Male Sprague-Dawley rats at 60 days of age were obtained from Charles River Laboratories (Kingston, New York, USA). Rats in groups of three at specific time points for a particular surgery were killed following treatment and/or surgery by CO₂ asphyxiation. Testes and livers were removed immediately and kept at –80 °C until used. The use of animals for these studies was approved by the Rockefeller University Animal Care and Use Committee with protocol numbers 00111, 95129-R and 03017.

Partial hepatectomy

Adult rats ranging between 380 and 400 g body weight (bw) were anesthetized with ketamine HCl (Ketaset, Fort Dodge Animal Health, Forth Dodge, IA, USA) at 50–60 mg/kg bw administered intramuscularly (i.m.) near the thigh using a 26-gauge needle. Hair at the surgical site was removed using an electric shaver, and the area was carefully cleansed with 70% ethanol and Betadine (twice each).
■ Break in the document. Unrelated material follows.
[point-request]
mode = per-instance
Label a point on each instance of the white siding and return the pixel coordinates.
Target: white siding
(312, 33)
A small incision, ~2·5–3 cm, was made using a sterile surgical blade at the surgical site to expose the liver, and two-thirds of the liver was removed as described earlier (Higgins & Anderson 1931). After bleeding stopped, the abdomen was closed using sterile nylon black monofilament suture (Ethicon Inc., Somerville, NJ, USA), and rats were allowed to recover. Sham operations were carried out via an abdominal incision (~2·5 cm long) with manipulation of the liver lobes instead of an incision in the liver. Animals were killed at 6 h, 24 h, 48 h, 72 h, 1 week and 4 weeks after operation. Liver and testes were removed immediately, frozen in liquid nitrogen, and stored at –80 °C until used for RNA extraction or protein lysates preparation.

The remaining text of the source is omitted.